It looks like our observed mean is very far to the left of the expected distribution of the samples mean for the given null hypothesis. Let's express that as a Z-score. Recall that Z-scores are defined in terms of the number of standard deviations an observation sits from the mean $\frac{x - \mu}{\sigma}$. In the present example, $x = \overline{x}$, $\mu = \mu_{H_0}$, and $\sigma = {SE}_{H_0}$.


In [10]:
z = (mean_tl - mean_null)/se_null
z


Out[10]:
-7.6007911986606871

Our calculation confirms our graphical intuition. Our observed sample mean is 7.6 standard errors to the left of the the mean under the null hypothesis!
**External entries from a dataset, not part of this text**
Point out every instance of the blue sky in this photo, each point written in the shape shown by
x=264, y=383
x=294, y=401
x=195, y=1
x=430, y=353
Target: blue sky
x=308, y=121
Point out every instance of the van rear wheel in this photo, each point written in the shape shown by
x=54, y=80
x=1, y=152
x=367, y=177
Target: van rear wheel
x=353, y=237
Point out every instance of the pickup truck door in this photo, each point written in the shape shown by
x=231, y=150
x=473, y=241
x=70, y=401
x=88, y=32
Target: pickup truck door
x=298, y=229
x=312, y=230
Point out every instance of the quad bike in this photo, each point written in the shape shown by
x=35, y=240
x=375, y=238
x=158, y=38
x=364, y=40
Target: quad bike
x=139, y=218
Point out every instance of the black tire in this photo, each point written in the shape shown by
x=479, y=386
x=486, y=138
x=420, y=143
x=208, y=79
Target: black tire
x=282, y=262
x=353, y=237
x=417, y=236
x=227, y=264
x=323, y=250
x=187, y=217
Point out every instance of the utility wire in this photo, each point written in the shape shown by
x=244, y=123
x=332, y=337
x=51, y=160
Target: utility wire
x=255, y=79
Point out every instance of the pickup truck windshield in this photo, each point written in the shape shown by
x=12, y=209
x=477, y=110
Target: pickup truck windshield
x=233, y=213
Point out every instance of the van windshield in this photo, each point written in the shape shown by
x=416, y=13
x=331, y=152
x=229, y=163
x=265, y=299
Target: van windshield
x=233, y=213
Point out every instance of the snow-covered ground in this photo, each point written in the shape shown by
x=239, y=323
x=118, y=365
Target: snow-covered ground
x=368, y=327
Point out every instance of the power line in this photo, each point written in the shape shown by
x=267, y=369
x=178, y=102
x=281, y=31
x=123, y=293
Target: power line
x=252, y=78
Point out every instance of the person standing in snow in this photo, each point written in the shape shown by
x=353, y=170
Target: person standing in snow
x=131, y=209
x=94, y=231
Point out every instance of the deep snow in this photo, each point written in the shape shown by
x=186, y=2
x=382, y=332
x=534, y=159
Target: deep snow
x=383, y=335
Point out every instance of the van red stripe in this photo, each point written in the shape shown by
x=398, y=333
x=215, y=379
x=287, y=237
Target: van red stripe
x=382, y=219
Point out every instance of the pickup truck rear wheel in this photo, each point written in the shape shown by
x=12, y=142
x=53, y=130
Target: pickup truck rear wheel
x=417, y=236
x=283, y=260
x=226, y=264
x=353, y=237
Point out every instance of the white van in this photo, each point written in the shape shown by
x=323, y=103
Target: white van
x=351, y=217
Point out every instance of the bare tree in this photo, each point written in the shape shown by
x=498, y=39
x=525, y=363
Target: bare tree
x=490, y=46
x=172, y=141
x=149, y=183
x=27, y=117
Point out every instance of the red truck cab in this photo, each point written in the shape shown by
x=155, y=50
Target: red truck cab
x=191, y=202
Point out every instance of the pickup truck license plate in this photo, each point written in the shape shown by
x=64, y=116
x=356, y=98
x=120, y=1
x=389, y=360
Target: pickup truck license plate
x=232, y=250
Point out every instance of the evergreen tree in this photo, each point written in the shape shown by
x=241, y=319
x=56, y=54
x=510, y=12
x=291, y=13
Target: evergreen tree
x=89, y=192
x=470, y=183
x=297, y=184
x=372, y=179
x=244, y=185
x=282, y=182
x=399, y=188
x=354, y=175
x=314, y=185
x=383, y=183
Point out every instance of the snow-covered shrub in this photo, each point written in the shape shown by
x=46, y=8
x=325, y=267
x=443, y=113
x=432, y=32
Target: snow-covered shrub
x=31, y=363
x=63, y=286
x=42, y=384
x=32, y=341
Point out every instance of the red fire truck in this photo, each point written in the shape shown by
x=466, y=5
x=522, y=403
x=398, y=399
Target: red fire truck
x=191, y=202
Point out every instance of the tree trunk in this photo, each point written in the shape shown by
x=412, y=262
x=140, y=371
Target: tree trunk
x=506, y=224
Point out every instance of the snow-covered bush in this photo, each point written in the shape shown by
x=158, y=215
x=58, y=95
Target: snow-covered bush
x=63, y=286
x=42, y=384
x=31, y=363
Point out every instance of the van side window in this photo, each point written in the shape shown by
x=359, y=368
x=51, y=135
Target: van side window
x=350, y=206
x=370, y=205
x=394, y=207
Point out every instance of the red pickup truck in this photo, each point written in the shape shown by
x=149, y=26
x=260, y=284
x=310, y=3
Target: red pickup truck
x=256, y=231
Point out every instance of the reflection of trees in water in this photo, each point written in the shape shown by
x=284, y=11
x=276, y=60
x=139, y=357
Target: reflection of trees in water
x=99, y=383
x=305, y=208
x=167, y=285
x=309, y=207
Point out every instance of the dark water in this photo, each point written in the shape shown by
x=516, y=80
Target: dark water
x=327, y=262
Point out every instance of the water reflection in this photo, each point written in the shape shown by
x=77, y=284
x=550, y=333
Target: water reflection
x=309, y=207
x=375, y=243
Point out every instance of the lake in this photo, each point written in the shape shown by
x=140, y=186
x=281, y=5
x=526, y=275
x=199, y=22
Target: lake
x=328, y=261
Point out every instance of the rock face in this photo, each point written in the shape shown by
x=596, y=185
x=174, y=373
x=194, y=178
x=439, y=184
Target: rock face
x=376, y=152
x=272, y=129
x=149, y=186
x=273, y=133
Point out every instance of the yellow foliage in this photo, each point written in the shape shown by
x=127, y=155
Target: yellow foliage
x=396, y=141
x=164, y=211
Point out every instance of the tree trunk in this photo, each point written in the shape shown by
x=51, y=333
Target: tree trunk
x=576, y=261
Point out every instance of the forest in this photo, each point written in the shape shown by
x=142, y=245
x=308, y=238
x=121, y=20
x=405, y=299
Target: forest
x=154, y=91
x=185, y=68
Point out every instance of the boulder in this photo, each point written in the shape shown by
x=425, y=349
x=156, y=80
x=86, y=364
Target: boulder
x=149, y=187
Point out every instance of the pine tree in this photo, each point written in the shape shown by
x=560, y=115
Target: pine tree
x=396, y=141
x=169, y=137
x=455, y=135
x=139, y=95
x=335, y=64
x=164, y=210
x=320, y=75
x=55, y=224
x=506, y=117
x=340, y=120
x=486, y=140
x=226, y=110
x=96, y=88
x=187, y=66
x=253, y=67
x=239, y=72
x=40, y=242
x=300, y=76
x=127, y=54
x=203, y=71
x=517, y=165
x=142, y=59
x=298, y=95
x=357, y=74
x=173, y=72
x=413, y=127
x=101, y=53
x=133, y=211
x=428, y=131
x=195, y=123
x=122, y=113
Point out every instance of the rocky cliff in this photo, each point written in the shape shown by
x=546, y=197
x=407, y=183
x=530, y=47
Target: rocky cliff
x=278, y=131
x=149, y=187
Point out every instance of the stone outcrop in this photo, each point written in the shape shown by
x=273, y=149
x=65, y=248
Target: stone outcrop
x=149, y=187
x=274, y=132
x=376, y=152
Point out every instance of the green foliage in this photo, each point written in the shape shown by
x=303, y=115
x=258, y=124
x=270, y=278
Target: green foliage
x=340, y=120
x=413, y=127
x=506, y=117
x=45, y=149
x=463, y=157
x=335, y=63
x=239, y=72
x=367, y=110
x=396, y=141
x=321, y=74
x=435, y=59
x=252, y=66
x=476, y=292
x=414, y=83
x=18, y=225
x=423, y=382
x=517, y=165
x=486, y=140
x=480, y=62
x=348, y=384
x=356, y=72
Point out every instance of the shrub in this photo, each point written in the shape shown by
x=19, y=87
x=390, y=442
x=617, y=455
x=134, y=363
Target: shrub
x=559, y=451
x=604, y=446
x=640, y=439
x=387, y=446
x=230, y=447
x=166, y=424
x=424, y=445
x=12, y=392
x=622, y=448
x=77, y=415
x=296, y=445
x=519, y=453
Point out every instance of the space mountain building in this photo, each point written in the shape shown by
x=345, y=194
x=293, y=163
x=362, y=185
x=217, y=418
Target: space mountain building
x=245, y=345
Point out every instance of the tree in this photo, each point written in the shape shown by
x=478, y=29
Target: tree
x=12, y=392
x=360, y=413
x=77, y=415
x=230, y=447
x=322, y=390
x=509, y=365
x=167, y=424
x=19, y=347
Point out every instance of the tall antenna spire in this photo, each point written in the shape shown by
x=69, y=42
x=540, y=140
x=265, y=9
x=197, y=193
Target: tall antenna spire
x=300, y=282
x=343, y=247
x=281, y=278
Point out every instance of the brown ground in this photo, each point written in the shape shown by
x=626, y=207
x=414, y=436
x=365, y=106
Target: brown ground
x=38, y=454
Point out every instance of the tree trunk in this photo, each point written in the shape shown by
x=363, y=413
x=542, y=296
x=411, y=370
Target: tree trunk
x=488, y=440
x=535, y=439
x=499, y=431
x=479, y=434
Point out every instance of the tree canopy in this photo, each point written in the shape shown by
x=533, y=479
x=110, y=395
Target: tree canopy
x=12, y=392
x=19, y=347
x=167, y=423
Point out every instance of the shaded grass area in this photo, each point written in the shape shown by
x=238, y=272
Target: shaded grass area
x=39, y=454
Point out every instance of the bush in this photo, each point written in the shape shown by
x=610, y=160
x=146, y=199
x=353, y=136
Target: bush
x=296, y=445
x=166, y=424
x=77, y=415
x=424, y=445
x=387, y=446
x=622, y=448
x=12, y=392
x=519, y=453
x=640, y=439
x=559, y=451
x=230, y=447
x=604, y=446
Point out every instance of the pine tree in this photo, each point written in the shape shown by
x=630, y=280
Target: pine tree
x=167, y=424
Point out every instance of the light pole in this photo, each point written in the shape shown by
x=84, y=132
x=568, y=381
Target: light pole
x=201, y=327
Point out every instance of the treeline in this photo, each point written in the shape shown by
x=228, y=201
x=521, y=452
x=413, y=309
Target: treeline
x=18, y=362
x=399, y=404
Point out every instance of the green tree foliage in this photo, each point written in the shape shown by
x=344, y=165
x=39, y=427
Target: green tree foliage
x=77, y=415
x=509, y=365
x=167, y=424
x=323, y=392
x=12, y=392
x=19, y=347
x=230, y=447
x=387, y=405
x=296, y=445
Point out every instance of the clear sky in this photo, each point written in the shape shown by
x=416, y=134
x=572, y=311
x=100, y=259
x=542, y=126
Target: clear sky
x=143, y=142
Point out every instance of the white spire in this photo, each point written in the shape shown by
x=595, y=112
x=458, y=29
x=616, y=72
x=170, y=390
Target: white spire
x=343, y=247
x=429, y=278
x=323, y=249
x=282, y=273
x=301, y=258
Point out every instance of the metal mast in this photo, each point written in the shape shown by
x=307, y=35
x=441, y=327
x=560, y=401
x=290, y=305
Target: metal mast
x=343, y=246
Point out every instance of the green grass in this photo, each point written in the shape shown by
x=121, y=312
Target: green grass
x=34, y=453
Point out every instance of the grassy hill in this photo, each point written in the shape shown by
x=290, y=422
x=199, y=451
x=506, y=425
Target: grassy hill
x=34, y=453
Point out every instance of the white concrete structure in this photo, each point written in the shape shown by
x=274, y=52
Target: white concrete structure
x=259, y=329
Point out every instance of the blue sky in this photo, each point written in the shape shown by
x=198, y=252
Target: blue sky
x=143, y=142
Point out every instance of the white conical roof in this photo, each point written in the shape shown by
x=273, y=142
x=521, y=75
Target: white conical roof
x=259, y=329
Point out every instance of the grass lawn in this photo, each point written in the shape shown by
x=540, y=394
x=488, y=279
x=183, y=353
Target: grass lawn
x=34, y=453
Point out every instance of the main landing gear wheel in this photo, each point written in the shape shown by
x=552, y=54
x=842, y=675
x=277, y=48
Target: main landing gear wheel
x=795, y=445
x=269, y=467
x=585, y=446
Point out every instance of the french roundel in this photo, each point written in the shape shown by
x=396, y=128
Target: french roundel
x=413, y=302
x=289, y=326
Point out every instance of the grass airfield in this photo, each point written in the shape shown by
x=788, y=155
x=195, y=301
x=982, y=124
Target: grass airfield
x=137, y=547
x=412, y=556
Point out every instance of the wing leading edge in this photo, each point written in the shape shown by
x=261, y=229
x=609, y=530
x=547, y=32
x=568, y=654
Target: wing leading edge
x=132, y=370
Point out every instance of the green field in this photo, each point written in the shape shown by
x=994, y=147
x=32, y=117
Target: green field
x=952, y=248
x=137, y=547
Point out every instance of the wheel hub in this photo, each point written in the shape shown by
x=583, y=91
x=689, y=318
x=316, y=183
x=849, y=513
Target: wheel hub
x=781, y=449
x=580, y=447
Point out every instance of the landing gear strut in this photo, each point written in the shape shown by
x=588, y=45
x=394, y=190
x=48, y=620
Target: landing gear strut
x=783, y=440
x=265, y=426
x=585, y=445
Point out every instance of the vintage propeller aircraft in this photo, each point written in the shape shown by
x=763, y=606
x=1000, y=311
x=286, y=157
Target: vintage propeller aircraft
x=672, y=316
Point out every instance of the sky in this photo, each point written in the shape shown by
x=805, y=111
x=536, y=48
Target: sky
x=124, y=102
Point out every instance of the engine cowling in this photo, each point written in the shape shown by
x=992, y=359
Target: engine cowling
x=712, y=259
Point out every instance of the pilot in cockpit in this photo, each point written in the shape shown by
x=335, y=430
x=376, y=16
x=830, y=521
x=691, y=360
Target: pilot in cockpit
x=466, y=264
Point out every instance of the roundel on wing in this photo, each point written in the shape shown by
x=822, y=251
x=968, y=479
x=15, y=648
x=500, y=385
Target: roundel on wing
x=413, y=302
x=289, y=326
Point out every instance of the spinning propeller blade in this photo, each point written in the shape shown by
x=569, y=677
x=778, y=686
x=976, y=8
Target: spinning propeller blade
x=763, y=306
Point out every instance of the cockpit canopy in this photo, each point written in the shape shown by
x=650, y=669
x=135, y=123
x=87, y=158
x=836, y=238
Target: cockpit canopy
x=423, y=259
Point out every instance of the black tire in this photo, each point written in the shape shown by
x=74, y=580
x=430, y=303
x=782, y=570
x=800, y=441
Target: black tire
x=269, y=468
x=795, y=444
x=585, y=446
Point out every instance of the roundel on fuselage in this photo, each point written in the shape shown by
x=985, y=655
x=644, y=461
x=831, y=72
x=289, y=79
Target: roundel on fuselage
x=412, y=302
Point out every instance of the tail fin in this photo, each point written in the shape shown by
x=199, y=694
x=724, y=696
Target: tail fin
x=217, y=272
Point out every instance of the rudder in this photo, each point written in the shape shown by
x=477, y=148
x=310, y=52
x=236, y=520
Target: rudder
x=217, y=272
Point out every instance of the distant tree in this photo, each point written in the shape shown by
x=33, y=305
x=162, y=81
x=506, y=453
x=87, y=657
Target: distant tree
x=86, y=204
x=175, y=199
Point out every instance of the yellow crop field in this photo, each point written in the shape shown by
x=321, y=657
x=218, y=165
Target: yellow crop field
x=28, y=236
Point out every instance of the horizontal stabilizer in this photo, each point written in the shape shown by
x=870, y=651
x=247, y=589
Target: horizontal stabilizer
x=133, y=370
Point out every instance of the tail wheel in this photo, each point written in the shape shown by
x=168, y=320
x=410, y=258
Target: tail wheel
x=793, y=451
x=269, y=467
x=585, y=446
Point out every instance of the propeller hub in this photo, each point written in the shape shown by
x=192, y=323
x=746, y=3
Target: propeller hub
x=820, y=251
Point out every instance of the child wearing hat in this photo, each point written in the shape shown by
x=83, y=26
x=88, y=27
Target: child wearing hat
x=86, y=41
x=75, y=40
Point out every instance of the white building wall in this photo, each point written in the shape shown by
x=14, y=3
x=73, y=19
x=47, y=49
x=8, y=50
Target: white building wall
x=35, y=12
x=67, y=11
Finally, let's calculate the probability of observing a value this extreme under the null hypothesis. Since this is a one-sided hypothesis test, with our alternative hypothesis to the left of the null hypotehsis, we only have to the sum probability to the left of our observed value of the mean.


In [11]:
# probability to the left of observed mean(x) under H0
pval = stats.norm.cdf(z)  # since Z score we can use the std normal to compute
print("p-value =", pval)


p-value = 1.47162836164e-14

That is a vanishingly small probability, so we consider this strong evidence to reject the null-hypothesis.

A two-sided hypothesis test

Let's test another hypothesis, this time a two-side one. We wish to test the hypothesis that the mean total body length of Victoria possums is not equal to the mean total length of other Australian possums, which previous studies have shown to be 86.8 cm$

Null and Alternative Hypotheses

  • $H_0$: The average body length of Victoria possums is the same as those in the rest of Australia ($\mu = 86.8$)
  • $H_A$: The average body length of Victoria possums is differnt than the rest of Australia ($\mu \neq 86.8$)

Assessing approximate normality


In [12]:
fig, (ax1, ax2) =  plt.subplots(nrows=1, ncols=2)
fig.set_size_inches(10,4)
ax1.hist(vic.totalL, bins=10, color='steelblue', normed=True)
ax1.set_xlabel("head length (mm)")
stats.probplot(vic.totalL, plot=ax2)
pass


Our histogram and probability plot raise some questions about the assumption of approximately normality. However we have a decently large sample size ($n = 46$) and we're testing hypotheses about the equality of the mean (which tends to be fairly robust to departures from normality), so we decide to proceed (cautiously) under the normal assumption.


In [13]:
vic.totalL.describe()


Out[13]:
count    46.000000
mean     87.467391
std       4.845848
min      75.000000
25%      84.625000
50%      89.000000
75%      90.875000
max      96.500000
Name: totalL, dtype: float64

Confidence interval


In [14]:
mean_totL = vic.totalL.mean()
std_totL = vic.totalL.std()
se_totL = std_totL/np.sqrt(vic.totalL.count())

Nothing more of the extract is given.